Seeds are such a great choice for reducing inflammation because they contain just the right vitamins, minerals and antioxidants. As The Arthritis Foundation explains, seeds can offer a high dose of alpha linoleic acid (ALA), which is an anti-inflammatory omega-3 fatty acid.

Sesame seeds in particular are fantastic for combating inflammation. Research shows that individuals with knee osteoarthritis had lower levels of inflammation after eating sesame seed powder daily; you may get the same benefit by sprinkling it into your recipes.

Flaxseed and chia are two more powerful options for inflammation, as both contain plenty of ALA. In fact, they have three times the ALA of some nuts like walnuts. You can mix both of these into all kinds of smoothies, puddings, and other dishes to get their full benefits.

Seeds help you feel fuller for longer

Seeds are a highly filling source of dietary fiber. Fiber is a necessity for keeping your digestive system running smoothing, but it can also lessen feelings of hunger throughout the day. Incorporating seeds into meals and snacks can help you stay fuller for longer, leaving you better satiated.

The fiber hidden inside various varieties helps your body absorb nutrients more easily too, which is especially beneficial. Seeds contain so many vitamins and minerals that can work wonders for your health as a whole, and their fiber content can ensure you’re naturally taking in as much as possible.

Seeds can also ensure you easily meet your recommended daily amount of fiber. Just one ounce of chia seeds, for example, contains approximately 10 grams of fiber. An ounce of sunflower seeds will net you three grams of fiber. Different varieties will have different fiber content, but they’re generally high across the board.

The best seeds to try

Wondering where to start when it comes to seeds? Here are a few great options to try.

Flaxseed: Flaxseed is packed with fiber and protein, two nutrients that’ll fill you up in just the right way. It’s also a powerhouse when it comes to antioxidants, which is ideal for combating inflammation. Try flaxseed in recipes like our Double-Duty Dough or a tasty baked salmon quiche.

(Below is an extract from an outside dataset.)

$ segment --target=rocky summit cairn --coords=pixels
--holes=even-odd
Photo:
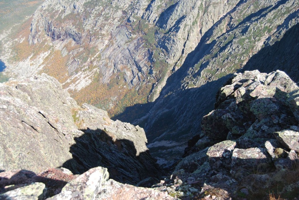
[[[198,141],[156,187],[184,199],[263,199],[269,191],[298,199],[298,92],[281,71],[235,74],[203,117]]]
[[[192,139],[197,138],[197,141],[189,143],[185,157],[174,171],[158,184],[154,174],[158,175],[159,171],[147,152],[142,129],[111,120],[106,112],[90,105],[79,107],[62,91],[57,81],[45,74],[22,81],[0,85],[1,137],[6,139],[7,132],[13,134],[14,129],[23,127],[23,132],[18,132],[22,139],[26,139],[28,136],[24,134],[28,133],[32,134],[30,135],[33,141],[40,137],[41,140],[32,143],[30,148],[38,147],[46,152],[52,161],[41,156],[40,159],[48,162],[52,168],[37,172],[43,166],[32,167],[36,161],[30,156],[32,153],[30,152],[22,154],[29,161],[28,163],[17,157],[8,156],[7,152],[15,152],[10,140],[6,141],[7,143],[1,144],[1,148],[7,148],[1,152],[4,153],[1,155],[2,167],[24,169],[0,173],[2,199],[229,200],[280,196],[286,199],[299,197],[299,106],[296,94],[299,87],[283,71],[267,74],[255,70],[235,74],[219,90],[215,109],[203,117],[202,131]],[[48,85],[48,90],[41,89]],[[52,91],[54,88],[56,90]],[[59,97],[54,97],[57,96],[54,93]],[[69,117],[71,121],[68,120],[65,112],[57,113],[60,110],[49,108],[47,100],[55,102],[55,106],[61,110],[72,114],[71,118]],[[34,106],[32,102],[36,102]],[[15,102],[22,107],[13,104]],[[12,114],[9,116],[9,113]],[[29,117],[31,114],[32,116]],[[53,120],[54,116],[58,119]],[[39,117],[45,119],[42,120],[44,123],[37,120]],[[19,122],[22,117],[24,119]],[[15,126],[11,122],[16,122]],[[74,124],[77,129],[74,128]],[[4,129],[9,125],[11,126],[10,129]],[[60,136],[55,138],[58,140],[56,142],[68,147],[69,152],[63,148],[50,151],[42,148],[47,146],[42,141],[50,141],[42,136],[54,137],[52,132],[46,131],[47,126],[53,129],[54,136]],[[16,152],[22,152],[28,147],[22,146],[17,136],[14,136],[14,143],[18,147]],[[57,157],[51,154],[64,152],[73,158],[62,166],[80,175],[74,175],[65,168],[57,168],[61,165],[60,160],[55,160]],[[124,184],[131,183],[153,188]]]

Chia seeds: Chia seeds are high in omega-3 fatty acids and fiber; they offer a lot of protein and a few essential minerals too. They’re an all-around excellent choice and offer some of the most well-rounded health benefits. You can use chia seeds in a yogurt parfait or mix them into a bowl of oat-free banana pecan “notmeal”.

Pumpkin seeds: Don’t relegate pumpkin seeds, or pepitas, to the fall season alone. With a wealth of minerals – like zinc and magnesium – pepitas can benefit your heart and your stress levels. Try using them in a grain-free granola or mix them into a citrus and arugula salad.

Sunflower seeds: When you eat sunflower seeds, you’re getting B vitamins, vitamin E, selenium and other antioxidants in every bite. Those antioxidants work hard to reduce your risk for certain health conditions linked to free radicals, like diabetes and heart disease. Incorporate sunflower seeds into greens like a niçoise salad or blend them into a pesto sauce for pasta.